A practice used by a gazillion social pundits, content curation is the act of finding, aggregating, organizing and distributing the best and most relevant content on a specific issue to a specific audience. Content curation has created social icons out of, well, curators. Curators find success in the concept that “we don’t care what you think, we care what everyone else thinks.”
Maybe that’s the way it’s always been. Your favorite professor or teacher or newscaster for that matter does a great job presenting the ideas and events of the world, not in actually creating those ideas.
According to Hootsuite (saw that one coming, didn’t you), the ideal ratio will vary by industry and organization, a good rule of thumb is to share content that is 40% your own and 60% curated, making adjustments to this ratio as you discover what resonates best with your audience.

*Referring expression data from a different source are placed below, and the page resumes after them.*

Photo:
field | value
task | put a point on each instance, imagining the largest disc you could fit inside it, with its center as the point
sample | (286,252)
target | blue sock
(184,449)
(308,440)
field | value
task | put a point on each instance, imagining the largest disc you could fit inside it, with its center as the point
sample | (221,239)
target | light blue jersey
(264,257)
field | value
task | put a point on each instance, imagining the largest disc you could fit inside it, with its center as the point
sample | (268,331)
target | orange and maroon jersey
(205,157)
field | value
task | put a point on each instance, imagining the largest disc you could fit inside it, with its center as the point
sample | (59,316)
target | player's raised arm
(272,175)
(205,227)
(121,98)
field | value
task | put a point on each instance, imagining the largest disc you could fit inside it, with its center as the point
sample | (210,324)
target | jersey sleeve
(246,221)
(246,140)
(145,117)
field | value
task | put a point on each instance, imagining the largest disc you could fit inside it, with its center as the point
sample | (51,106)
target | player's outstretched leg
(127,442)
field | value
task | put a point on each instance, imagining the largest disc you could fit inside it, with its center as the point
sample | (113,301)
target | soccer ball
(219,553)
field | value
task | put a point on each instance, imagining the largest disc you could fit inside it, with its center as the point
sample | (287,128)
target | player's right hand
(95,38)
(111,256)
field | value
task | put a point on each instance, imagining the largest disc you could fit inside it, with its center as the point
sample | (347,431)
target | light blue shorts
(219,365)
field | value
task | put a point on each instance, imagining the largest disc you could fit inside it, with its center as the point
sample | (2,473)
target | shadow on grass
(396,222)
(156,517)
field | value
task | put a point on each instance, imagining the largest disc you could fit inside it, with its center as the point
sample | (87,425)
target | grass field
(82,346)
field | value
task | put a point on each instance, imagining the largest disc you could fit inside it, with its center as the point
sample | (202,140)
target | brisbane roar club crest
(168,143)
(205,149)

And if you believe that clicks are great but the end game is conversions (that’s what we think, BTW), then you’ll want to keep close eye on your ratio. Curate just third party content and your conversions will suffer, but not as much as if you just toot your own and don’t curate at all. The balance seems to be 50% – 75% third party and the rest your own content.

(Chart stolen in broad daylight from convinceandconvert.com.)
We used to call that, it’s not what you know, it’s who you know.
That’s like the argument, who gets the credit? The guy who did the great work? Or the guy who found and hired the guy who did the great work? And please excuse my gender bias; I chose to say ‘the guy’ rather than ‘the woman’. That decision is a whole different post, which of course, I’ll curate.